In 2022, having 4 bytes to store the length of the string (or even 8 if you want to be fancy) is not onerous.

Like all things, never say "for all" or "always" but almost all strings can be buffers packed with a size in a struct like in the top comment.


> never say "for all" or "always"

The 4KB of RAM in my microcontroller would appreciate those extra 4 bytes (or 3) used for every string.


If you use a microcontroller with 4kb of ram you should know the length of all buffers you use so you don't need to store it. For NES programming, which has 2kb you don't program C at all...much less wasting cycles doing things like strlen. It's tedious but rom is bigger and you can "store" the length of things in the instruction themselves (ie., hardcoded lengths), whereas ram is saved for more important things like position of sprites or whatever.

I really hope people aren't seriously doing string parsing on microcontrollers.
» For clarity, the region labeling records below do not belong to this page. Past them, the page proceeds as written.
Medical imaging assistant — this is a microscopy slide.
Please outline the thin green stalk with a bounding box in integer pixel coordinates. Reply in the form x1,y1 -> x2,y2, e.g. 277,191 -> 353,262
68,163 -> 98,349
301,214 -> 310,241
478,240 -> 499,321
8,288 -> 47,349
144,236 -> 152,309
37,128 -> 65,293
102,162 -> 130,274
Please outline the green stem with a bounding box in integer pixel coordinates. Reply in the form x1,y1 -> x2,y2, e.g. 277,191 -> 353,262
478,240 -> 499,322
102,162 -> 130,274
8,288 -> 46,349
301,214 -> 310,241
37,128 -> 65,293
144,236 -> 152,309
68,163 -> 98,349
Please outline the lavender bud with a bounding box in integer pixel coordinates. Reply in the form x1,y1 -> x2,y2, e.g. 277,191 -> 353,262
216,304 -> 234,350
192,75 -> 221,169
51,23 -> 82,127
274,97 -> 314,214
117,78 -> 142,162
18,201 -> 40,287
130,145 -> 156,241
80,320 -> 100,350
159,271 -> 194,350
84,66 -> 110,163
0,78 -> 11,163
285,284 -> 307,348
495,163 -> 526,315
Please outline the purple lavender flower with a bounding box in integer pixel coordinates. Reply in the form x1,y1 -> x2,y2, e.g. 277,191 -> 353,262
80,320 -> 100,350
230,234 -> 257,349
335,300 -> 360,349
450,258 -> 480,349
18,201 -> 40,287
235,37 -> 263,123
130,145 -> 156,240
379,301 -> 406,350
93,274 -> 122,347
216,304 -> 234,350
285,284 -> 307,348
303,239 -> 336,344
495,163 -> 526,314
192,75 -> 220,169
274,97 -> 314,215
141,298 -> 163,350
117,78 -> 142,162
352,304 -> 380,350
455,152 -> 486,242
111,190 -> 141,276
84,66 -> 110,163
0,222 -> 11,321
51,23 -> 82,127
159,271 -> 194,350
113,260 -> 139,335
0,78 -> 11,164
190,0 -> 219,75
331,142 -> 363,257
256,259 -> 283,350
But I thought we were talking about compilers here, and defining what a compiler should do when it comes across a string literal, and not about what people should or shouldn’t do with strings on 4KB RAM MCUs.

String parsing is sometimes necessary, and it could be as simple as formatting and sending logs lines through an UART.


Why you need 4 bytes of length when you have 4Kb of RAM? 1 byte should be enough for you.


If the 4 bytes are reserved by the C compiler then there isn’t much to do (unless there is a flag to control bytes for strings length).

One byte is the actual overhead for strings.


4KB of RAM doesn’t mean only 4KB of addressable space. (Even if it was, you’d expect a 16b size_t.)